However, in order to compute distances, we first need to characterize the molecules in a fashion such that distances can be computed. As mentioned, we focus on ECFP4 fingerprints, which is thus the initial coordinate system supplied to MLKR to learn the transformation and produce a new coordinate system such that the predictor space is approximately isometric to the response space. Figure 7 illustrates this phenomenon. In the left panel, we computed the pairwise Tanimoto distances among all the molecules targeting Mitogen-Activated Protein Kinase 12 (ChEMBL ID: CHEMBLE1908389) using ECFP4 features and projected them in 2D MDS space. The intensity of the pixels indicate the response each molecule elicited. In the right panel, we used the distance metric learned from MLKR to generate the 2D coordinates. Observe how the two molecules, CHEMBL3727733 and CHEMBL3729567, which appeared to be neighbors in the chemical space, were pushed apart after the MLKR transformation. Additionally, we observe a smoother spatial trend in the image produced after the MLKR transformation which allows us to use KNN or kernel regression - with purely distance-dependent kernel elements - for prediction purposes.

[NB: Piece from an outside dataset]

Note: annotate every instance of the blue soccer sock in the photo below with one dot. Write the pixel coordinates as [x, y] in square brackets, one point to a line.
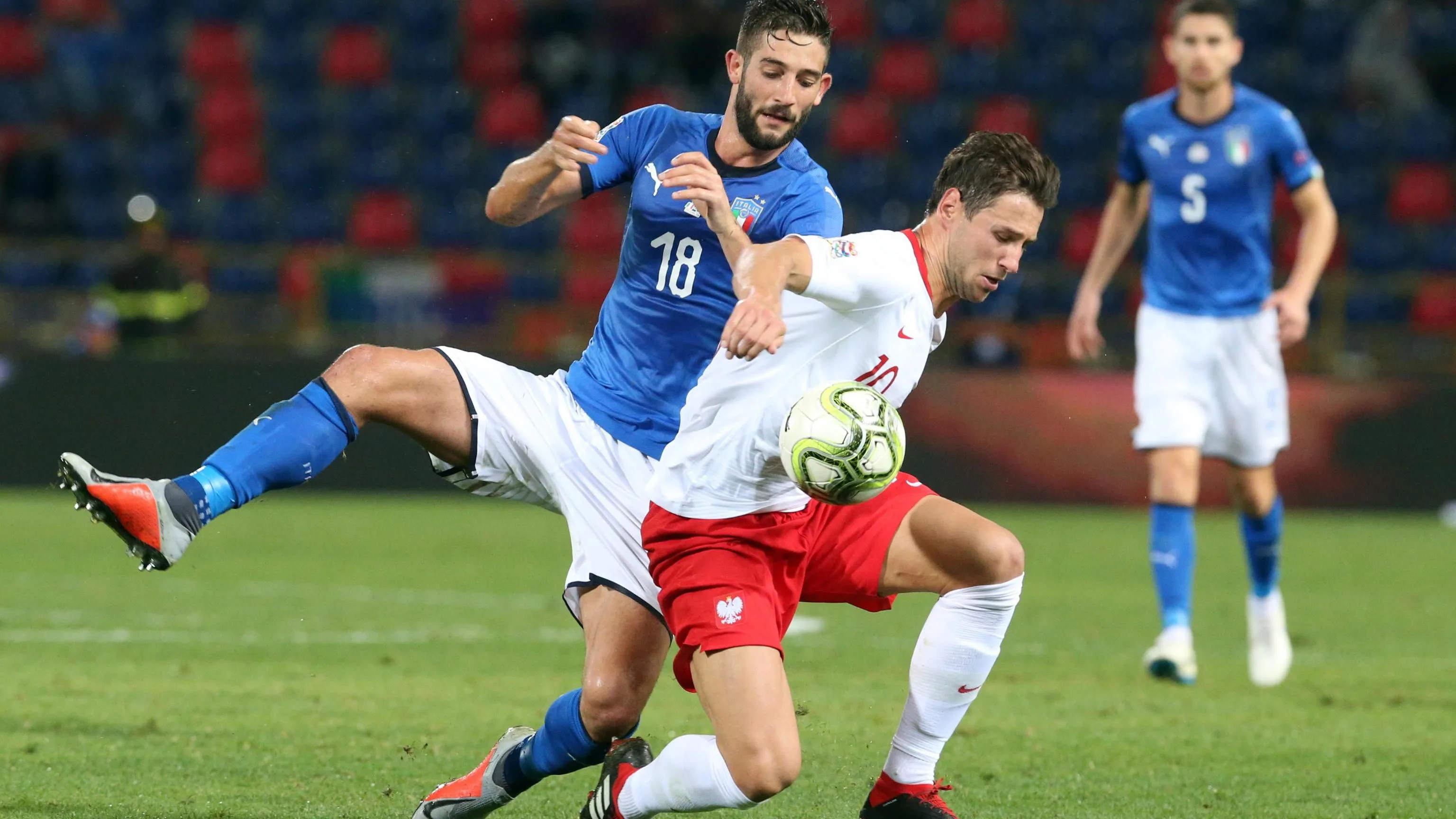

Fig. 7: The 2-D multidimensional scaling (MDS) of the original chemical space and metric learning for kernel regression (MLKR) transformed space of ChEMBL target mitogen-activated protein kinase 12 (CHEMBL1908389).
figure 7

The transformed and interpolated chemical space with (a) MDS using Tanimoto distance and (b) MLKR. Notice how MLKR smooths the activity space and separates the two similar molecules CHEMBL3727733 (pChEMBL = 5.79) and CHEMBL3729567 (pChEMBL = 8.15) compared to the original MDS transformed space.

Comparison procedure

To compare model performances we design two types of data splits: (a) random split and (b) scaffold split. Random split is done with 5-fold cross-validation with 80% training and 20% testing in each fold. The scores of the five folds are averaged as the final score. In drug discovery, new structures are often proposed by editing on the scaffold of a known good candidate. Predictions are more likely to fail across scaffolds due to greater chemical dissimilarities. Scaffold split makes sure the training and test samples belong to different Murcko scaffolds - mimicking scenarios when predictions for a new structure of a different scaffold is sought. Since full-blown cross-validation is not feasible with scaffold splits, we use a single hold-out set comprising approximately 20% of data points for each ChEMBL dataset. We use Spearman ρ and Normalized Root Mean Square Error (NRMSE) to compare the candidate models’ capabilities to generate predictions. In the section “Results”, we compare these two metrics obtained from ChemProp with those obtained from MLKR-KNN under both splitting scenarios for all 530 ChEMBL datasets and observe that MLKR-KNN offers numerically superior performance as compared to ChemProp, even though MLKR is not directly a regression technique.

This empirical observation motivates us to develop TR based on a distance formulation and thereby make the MLKR-type strategy amenable to statistical inference. We observe that in the MLKR procedure, a lot of effort is undertaken to ensure that the transformed space is indeed a metric space. However, for prediction, a weighted averaging of the responses from nearest neighbors is performed. Notice that symmetry and non-negativity are the only two conditions required for those weights (Wij). Therefore, we contend that we can directly work with Wijs instead. We then proceed to show that, under suitable distributional specification, an explicit estimator of E(Wij) could be obtained. Since the estimand is an expectation operator, standard statistical theory (delta method, residual bootstrap) could be brought to bear to assess the statistical properties of this estimator. To the best of our knowledge, such statistical assessment of the estimates produced by vanilla MLKR is not available.

Multivariate construction of topological regression

Topological regression (TR) is a similarity-based regression framework that connects the distances in the chemical space with non-negative weights appearing in nearest neighbor regression defined on the response space. The model is illustrated in Fig. 8. More specifically, we specify a multivariate regression model for the weights Wijs and derive a closed-form expression for the estimator of E(Wij) under an inverse distance-weighting scheme. Subsequently, we also offer a discussion on an approximate estimator of the foregoing quantity when the weighting is done using a Gaussian kernel.

Fig. 8: Overview of the proposed topological regression framework.
figure 8

a Distances in the input space are used to predict distances in the response space, which can subsequently be paired with similarity-based prediction methods such as nearest neighbor or kernel regression. b Targets of the unseen predictions will be calculated using the anchor points, and these results can be compared easily with other similarity-based methods, like the K-Nearest Neighbors (KNN). c) The whole procedure is shown in an example, where we can see the predicted space by the model (M) after training.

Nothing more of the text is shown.